Natuurbad ‘De Biltsche Duinen’
When in 1933 in the village of Bilthoven the Netherlands, a Natural Water Swimming Park opened, it soon became a national leisure attraction. School children from the larger cities of Amsterdam, Rotterdam and Utrecht arrived for a day out by train or bus. On offer; a huge lido complex situated amongst Pine trees, covered in dune sand with several graded swimming basins including a deep diving pool, a ladies only pool and a large children's pool with water slides. Also there was a large canoe park, play areas and a restaurant with 3 terraces and on a hot summer day it could easily host up to 9000 sun seekers.
I was one of them.
This magical place was closed in 1982 and is now a golf course. It has become the subject of the work that is currently on my studio walls. I am making a series of paintings which reflect a collective memory.

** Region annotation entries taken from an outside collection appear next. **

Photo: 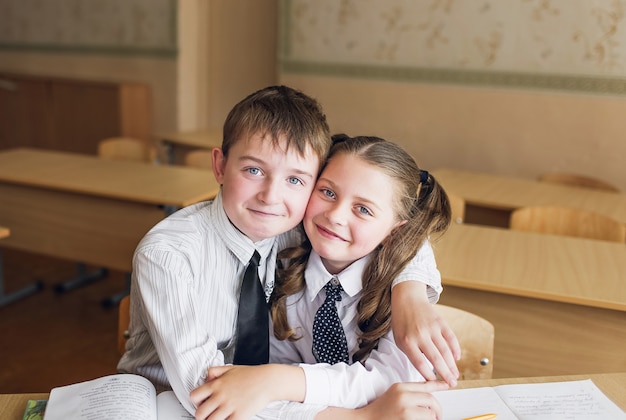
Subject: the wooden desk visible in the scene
[0,149,219,271]
[157,127,222,164]
[0,373,626,420]
[0,226,42,308]
[433,225,626,377]
[433,169,626,227]
[457,372,626,410]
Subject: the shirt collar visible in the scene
[304,250,370,301]
[209,189,275,265]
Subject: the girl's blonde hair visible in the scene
[271,134,451,362]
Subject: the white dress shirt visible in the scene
[118,192,441,413]
[270,251,434,408]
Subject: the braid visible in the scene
[270,239,311,341]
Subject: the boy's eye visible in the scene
[357,206,372,216]
[287,176,304,185]
[320,188,335,198]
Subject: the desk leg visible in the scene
[101,273,131,308]
[0,249,43,308]
[54,263,108,293]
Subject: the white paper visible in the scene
[434,379,626,420]
[44,375,157,420]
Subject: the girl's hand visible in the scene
[391,281,461,387]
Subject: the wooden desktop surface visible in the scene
[0,149,219,207]
[156,127,222,149]
[457,372,626,411]
[434,224,626,310]
[433,225,626,378]
[0,149,219,271]
[433,168,626,223]
[0,373,626,420]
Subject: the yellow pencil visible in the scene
[463,413,497,420]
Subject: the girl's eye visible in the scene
[320,188,335,198]
[357,206,372,216]
[287,176,304,185]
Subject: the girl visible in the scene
[192,135,451,419]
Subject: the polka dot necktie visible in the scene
[233,251,269,365]
[313,277,348,364]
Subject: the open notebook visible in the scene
[434,379,626,420]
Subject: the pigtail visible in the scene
[353,166,451,362]
[270,239,311,341]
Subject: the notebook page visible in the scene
[433,387,517,420]
[494,379,626,420]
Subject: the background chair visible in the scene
[435,304,495,380]
[448,193,465,223]
[509,206,626,243]
[98,137,156,163]
[184,149,213,169]
[539,172,621,192]
[117,295,130,355]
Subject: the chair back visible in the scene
[98,137,156,163]
[447,193,465,224]
[539,172,621,192]
[185,149,213,169]
[435,304,495,380]
[509,206,626,243]
[117,295,130,355]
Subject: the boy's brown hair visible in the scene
[222,86,331,162]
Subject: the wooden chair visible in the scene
[184,149,213,169]
[98,137,156,163]
[435,304,495,380]
[117,295,130,354]
[539,172,621,192]
[448,193,465,224]
[509,206,626,243]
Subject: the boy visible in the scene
[118,86,453,413]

‘a good story knows more than its teller’
Brittleness of time, distance of space
I am focussing on the act of memory as the reality no longer exists-only a vagueness with highlights shared by many in its generality ; colour, activities, territory, feelings.
The wife of a former ‘Bad Meester’ described the entire territory as resembling a ‘tin of spinach’
At the source of the natural water, bags of Copper Sulphate were placed to chlorinate the water and the interaction between that chemical and the pine needles that fell in the water , made all of us village children (who used the pool all summer) have green hair. No amount of washing removed this effect until well into the autumn term. Many black and white photos exist and some books have been published with stories of this magical place, I am sourcing all to build a series of works that represent more than just my memory.
The whole Park was 27 Hectares, had 300 changing rooms and the canoe circuit was 600 metres long and 10 meters wide and wound its way around a large island, making it adventurous.
Between 80.000 and 150.000 ltr of crystal clear natural water was pumped in every hour.
The canoe park was surrounded by beautiful trees and up to 32 canoes could continuously wind their way through this pine wood.Some harsh winters the area was transformed in to a skating ring.